Dhaka, Bangladesh
Of crossings and departures

Of crossings and departures

When the English translation of Artur Domoslawski's biography of famous Polish journalist Ryszard Kapuscinski (A Life) was released in 2012, it came as a shock to his readers that he had 'confabulated' many facts, including the claim that he had met Che Guevera. With this new perspective at hand, one wondered whether he had exaggerated his observations on Russia in Imperium or of the civil war in Angola (Another Day of Life). The excesses notwithstanding, a reading of Kapuscinski-or Bruce Chatwin (In Patagonia, Songlines) for that matter-'captured atmospheres', and that seemed to be enough. So, what is the state of travel writing now? Granta magazine, which has had a long association with 'creative non-fiction,' tries to answer this question in its latest edition, Journeys (138). As publisher and editor Sigrid Rausing, explains in the introduction, "Travel writing is about place, but it is also usually, one way or another, about people, the inhabitants of those places to which the author travels." Thus, can any writing be "innocent of objectification or misrepresentation?

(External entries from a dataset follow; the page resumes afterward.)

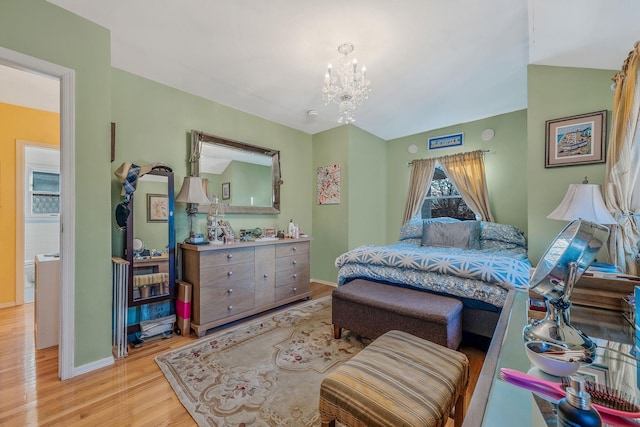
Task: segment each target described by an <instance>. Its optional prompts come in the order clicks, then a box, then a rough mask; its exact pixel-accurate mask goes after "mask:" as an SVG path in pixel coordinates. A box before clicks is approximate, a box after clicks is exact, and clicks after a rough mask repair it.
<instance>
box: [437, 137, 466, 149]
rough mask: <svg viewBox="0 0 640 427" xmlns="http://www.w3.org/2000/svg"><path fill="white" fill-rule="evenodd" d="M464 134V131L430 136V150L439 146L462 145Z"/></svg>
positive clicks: (445, 147) (453, 145)
mask: <svg viewBox="0 0 640 427" xmlns="http://www.w3.org/2000/svg"><path fill="white" fill-rule="evenodd" d="M463 136H464V133H455V134H452V135H444V136H438V137H436V138H429V150H437V149H438V148H448V147H456V146H458V145H462V139H463Z"/></svg>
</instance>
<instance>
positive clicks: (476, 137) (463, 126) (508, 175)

Every piece of text is a story, and every story has a point of view, with its own preconceived notions, potentially harmful (or beneficial) to others." Asked 'Is travel writing dead?', a host of writers including Mohsin Hamid (whose Exit West, a surreal tale of love in the time of war, is just out), Colin Thubron, Pico Iyer, Geoff Dyer say, "Yes and no. Sort of." As Dyer points out, with information seemingly so readily available, "travel writing, a form of writing about departures, about leaving the known in order to venture into the unknown, could become a stay-at-home genre. Any successful travel book should involve some kind of departure, from previously visited ideas of the travel book." Hamid finds all his writing 'travel writing,' having spent time all over, from California to London to New York to Lahore. "Travel writing... can no more die than curiosity or humanity or the strangeness of the world can," quips Pico Iyer. Amid all this is Xiaolu Guo's fantastic journey as a writer (Well done, No. 3777, an account of her trip to Beijing from a village in the south to study at the Beijing Film Academy) and former Granta editor and veteran journalist Ian Jack's assertion that while travel writing isn't dead, "it isn't what it used to be."